Depois desta experiência, o Grupo actuou no Salão da Igreja de S. Sebastião, na Sociedade Grupo União Escouralense, no Clube Artístico Musical de Vendas Novas e na Sociedade Carlista e no Círculo Montemorense “Pedrista”, nestas duas últimas, por diversas vezes.
Em 26 de Agosto de 1963 na Sociedade Pedrista complectamente lotada, o Grupo prestou provas perante o Júri do Concurso de Arte Dramática organizado pelo Secretariado Nacional de Informação, Cultura Popular e Turismo – SNI, com o drama em 3 actos “Obrigado Totobola” da autoria de Augusto Mesquita que foi também encenador-intérprete. A RTP deslocou-se à Pedrista para filmar a actuação dos jovens actores.
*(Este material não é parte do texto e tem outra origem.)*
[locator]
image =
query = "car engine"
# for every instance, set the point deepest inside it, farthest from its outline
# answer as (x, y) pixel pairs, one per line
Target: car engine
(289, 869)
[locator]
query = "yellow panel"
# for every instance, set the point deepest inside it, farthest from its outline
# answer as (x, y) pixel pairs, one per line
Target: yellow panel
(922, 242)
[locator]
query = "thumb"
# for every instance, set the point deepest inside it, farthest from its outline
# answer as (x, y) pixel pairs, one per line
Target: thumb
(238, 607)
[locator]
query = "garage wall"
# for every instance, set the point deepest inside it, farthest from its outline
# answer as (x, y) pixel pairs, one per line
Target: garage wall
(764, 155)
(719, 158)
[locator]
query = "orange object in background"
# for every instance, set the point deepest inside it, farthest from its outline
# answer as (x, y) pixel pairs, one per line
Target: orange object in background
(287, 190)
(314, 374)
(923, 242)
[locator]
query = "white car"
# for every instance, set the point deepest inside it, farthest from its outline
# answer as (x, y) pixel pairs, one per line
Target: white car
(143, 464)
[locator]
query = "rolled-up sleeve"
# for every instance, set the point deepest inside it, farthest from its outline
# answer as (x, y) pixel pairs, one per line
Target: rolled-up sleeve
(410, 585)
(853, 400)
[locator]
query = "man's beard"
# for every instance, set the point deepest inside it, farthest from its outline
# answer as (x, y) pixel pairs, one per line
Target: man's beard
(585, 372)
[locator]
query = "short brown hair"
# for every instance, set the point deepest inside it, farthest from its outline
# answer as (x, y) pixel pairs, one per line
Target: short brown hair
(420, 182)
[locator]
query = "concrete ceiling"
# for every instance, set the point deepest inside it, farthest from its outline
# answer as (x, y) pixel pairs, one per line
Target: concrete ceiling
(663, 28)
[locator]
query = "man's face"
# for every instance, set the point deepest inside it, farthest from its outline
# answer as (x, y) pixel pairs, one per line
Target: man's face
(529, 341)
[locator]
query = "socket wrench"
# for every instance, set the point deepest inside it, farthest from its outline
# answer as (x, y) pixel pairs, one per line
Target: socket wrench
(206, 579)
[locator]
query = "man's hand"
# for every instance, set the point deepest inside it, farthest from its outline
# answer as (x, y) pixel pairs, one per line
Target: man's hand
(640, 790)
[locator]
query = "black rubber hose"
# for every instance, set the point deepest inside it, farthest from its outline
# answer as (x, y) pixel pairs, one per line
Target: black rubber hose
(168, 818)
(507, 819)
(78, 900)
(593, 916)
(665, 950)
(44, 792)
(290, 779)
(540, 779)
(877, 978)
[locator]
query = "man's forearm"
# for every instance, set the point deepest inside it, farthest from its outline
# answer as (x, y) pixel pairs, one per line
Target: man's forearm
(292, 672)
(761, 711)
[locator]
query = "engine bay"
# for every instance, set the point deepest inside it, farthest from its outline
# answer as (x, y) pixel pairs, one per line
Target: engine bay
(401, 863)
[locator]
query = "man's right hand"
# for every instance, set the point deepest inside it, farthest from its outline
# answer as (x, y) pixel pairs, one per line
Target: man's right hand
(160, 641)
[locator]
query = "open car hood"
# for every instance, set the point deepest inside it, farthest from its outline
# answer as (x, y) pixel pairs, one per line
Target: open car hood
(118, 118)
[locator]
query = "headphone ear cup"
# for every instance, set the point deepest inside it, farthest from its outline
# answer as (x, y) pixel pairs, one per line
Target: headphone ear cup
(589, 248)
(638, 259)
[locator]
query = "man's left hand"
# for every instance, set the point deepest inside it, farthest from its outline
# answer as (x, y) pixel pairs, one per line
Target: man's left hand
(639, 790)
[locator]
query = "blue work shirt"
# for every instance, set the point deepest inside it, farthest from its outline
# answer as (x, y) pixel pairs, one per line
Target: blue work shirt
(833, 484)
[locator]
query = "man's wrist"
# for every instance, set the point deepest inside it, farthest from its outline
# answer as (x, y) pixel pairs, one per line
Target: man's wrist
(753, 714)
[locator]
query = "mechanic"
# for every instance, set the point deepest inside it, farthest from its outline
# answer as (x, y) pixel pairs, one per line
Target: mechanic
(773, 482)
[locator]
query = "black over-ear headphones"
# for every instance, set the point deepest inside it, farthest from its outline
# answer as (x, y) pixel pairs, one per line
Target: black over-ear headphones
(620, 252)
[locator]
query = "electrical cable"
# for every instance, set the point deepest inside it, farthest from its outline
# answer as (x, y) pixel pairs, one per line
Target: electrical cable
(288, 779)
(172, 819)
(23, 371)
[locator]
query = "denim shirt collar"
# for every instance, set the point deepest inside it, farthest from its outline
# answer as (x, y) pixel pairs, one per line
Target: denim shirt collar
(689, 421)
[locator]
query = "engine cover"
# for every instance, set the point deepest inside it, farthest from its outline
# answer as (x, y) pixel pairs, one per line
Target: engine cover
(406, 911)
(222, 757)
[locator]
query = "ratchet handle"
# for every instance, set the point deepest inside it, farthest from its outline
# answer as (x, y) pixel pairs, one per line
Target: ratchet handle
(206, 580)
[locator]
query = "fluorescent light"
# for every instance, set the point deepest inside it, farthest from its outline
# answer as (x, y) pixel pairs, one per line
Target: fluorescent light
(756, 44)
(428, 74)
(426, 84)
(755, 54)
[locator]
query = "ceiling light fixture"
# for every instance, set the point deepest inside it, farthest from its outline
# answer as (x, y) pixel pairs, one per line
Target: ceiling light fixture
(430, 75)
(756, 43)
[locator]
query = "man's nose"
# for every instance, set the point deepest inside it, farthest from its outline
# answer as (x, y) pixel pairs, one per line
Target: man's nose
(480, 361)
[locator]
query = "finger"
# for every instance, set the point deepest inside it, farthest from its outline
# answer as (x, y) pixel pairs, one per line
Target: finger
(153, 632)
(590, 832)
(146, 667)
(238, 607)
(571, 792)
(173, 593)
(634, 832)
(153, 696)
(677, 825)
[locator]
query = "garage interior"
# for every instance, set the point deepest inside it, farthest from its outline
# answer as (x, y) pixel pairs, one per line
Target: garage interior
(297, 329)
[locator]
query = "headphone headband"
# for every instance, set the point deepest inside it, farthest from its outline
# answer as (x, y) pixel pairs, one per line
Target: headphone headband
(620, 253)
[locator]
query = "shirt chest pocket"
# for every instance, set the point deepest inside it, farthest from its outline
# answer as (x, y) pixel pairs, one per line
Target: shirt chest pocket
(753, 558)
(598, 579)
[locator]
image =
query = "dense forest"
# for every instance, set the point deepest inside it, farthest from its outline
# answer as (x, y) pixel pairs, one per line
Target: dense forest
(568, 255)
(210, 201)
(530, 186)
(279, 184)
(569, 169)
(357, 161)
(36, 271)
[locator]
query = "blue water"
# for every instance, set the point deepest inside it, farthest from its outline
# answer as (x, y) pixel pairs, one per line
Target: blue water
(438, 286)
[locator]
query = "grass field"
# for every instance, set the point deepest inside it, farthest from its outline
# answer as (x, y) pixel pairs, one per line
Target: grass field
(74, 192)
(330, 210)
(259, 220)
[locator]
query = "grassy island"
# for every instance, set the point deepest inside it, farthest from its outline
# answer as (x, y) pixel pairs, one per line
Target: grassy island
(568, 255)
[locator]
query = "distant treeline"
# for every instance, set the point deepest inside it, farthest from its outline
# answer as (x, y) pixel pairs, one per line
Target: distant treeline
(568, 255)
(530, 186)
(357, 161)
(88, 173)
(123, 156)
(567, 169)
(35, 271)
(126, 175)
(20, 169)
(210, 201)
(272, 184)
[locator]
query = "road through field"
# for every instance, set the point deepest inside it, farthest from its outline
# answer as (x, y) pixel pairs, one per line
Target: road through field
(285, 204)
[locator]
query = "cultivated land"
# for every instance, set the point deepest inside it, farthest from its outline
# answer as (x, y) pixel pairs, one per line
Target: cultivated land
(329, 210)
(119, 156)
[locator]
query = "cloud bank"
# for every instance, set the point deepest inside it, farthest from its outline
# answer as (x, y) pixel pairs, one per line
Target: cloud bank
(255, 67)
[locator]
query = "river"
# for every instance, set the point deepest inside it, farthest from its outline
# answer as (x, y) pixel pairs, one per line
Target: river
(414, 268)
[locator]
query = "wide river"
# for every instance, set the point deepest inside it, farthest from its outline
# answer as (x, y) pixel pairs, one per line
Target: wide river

No dia 4 de Janeiro do ano seguinte, a RTP transmitiu um resumo da actuação do Grupo no programa “Arte e Trabalho”.
Nesse mesmo ano de 1964 o Grupo iniciou os ensaios da nova peça de Augusto Mesquita “O Imprevisto”, drama em 3 actos, que fazia uma crítica à guerra colonial e uma reflexão sobre o aborto. A obra viria a ser reprovada pela Comissão de Exame e Classificação dos Espectáculos e proibida de ser representada em Portugal.
Os jovens actores abandonaram os ensaios do “Imprevisto” e viraram-se para “A Fedra” do dramaturgo basco Miguel de Unamuno, com a qual prestaram provas em 31 de Agosto de 1964 perante o Júri do Concurso de Arte Dramática. Em ambos os concursos o Grupo não conseguiu apurar-se para a fase final a realizar no Teatro da Trindade em Lisboa. Como compensação, foram distribuídos pelos grupos não apurados – Diplomas de Participação.
O jovem Grupo Cénico “Os Montemorenses” foi o primeiro grupo montemorense a participar no Concurso de Arte Dramática, e o primeiro a surgir nos ecrãs dos televisores.
Passaram pelo Grupo, além dos fundadores, os seguintes amadores: Inocência da Glória Grafino, Leonor Aurora, Manuela Saloio Salgueiro, Maria Guilhermina Ovelheira “Bébia”, António Chocolateira, António Joaquim Barreiros, António José Costa Brejo, António Manços Grafino, Arnaldo Calhau Teixeira, Bernardino Nabo, Carlos Alberto Macedo, Flamínio Carranca, Francisco Barreto, Henrique Daniel Tanganho de Oliveira e Silva, João Abrantes Caldeira, João Alberto Salgueiro, José Luís Jardim, José Manuel Tabuleiros, Manuel Jacinto Maurício e os consagrados Francisco Mareco e Abreu Bastos, que colaborou na caracterização.
Desmotivados pelo facto de serem forçados a substituir a peça reprovada pela Censura, acontecimento que os penalizou, pois foram obrigados a esquecer dezenas e dezenas de horas de ensaios, e avançarem para um novo projecto a pouco tempo da sua participação no concurso, os jovens actores disseram basta, e o Grupo Cénico “Os Montemorenses” suspendeu a actividade em 1964, e nunca mais a retomou.